Il vangelo secondo Matteo

Il vangelo secondo Matteo, il più lungo tra i quattro canonici, per la ricchezza dei suoi contenuti, ha goduto di una larga diffusione lungo tutta la storia della Chiesa. È il “Vangelo del catechista”, utile per scoprire progressivamente Gesù e per comprendere che essere cristiani significa essere parte della Chiesa.

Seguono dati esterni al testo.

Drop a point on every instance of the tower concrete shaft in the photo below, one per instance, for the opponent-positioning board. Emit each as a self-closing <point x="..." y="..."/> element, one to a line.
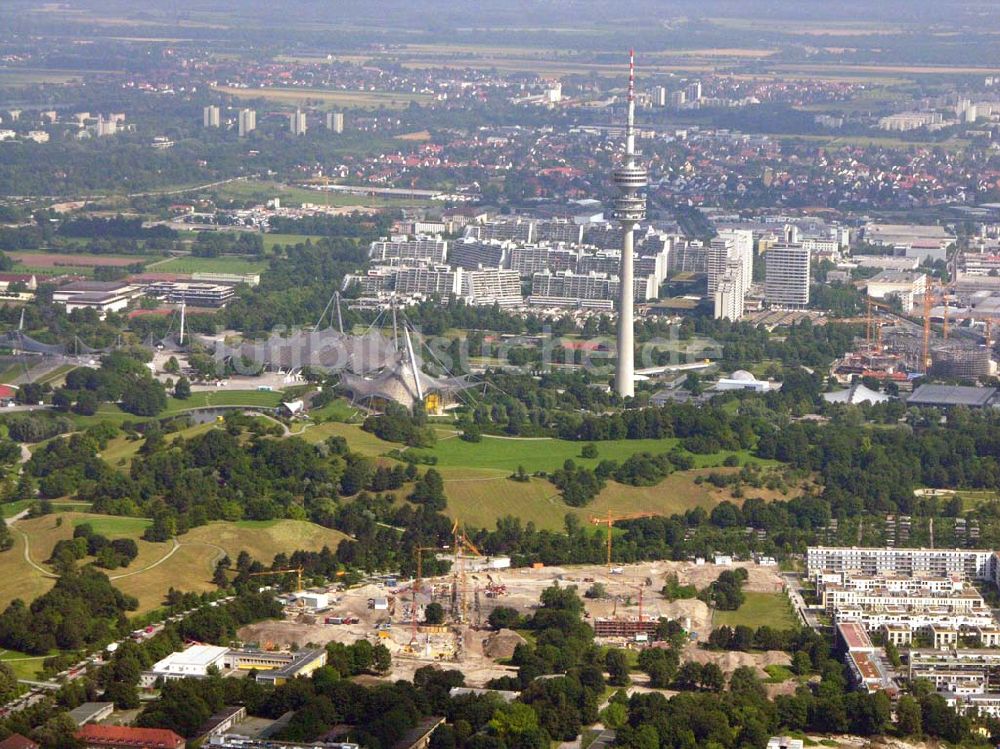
<point x="630" y="209"/>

L’autore - luogo - data di composizione

La tradizione unanime della Chiesa antica attribuisce questo vangelo a Matteo, detto anche Levi (Mc 2,14), l’Apostolo che Gesù chiamò al suo seguito dalla professione di pubblicano, cioè di esattore delle imposte (Mt 9,9). La prima attribuzione a Matteo è l’affermazione di Papia, vescovo di Gerapoli nella Frigia, nel 130 d.C. che dice che: “Matteo ordinò i detti (di Gesù) in lingua ebraica e ciascuno li tradusse come ne era capace”. Oggi questa attribuzione è stata messa in discussione: gli studiosi moderni sono comunque concordi nel ritenere che l’autore sia un ebreo (come dimostrano le caratteristiche letterarie, le tematiche teologiche, il lessico, lo stile) esperto nella dottrina dei maestri della Legge mosaica.

Forse un primo nucleo di questo vangelo fu scritto tra il 40 e il 50 d.C. in lingua aramaica (la lingua comune in Palestina ai tempi di Gesù) ma di questo primo testo non abbiamo traccia. A noi, invece è giunto il testo greco, scritto probabilmente nel decennio che va dal 70 all’80 d.C. fuori dalla Palestina, in Galilea o ad Antiochia di Siria secondo numerosi studiosi. Tuttora non si riesce a stabilire il rapporto esatto tra gli scritti dell’Apostolo e questa redazione finale.

Nel vangelo di Matteo è presente materiale di Marco, della fonte Q e altro materiale personale, forse consistente in brani sparsi di tradizione orale, messi per la prima volta per iscritto da Matteo.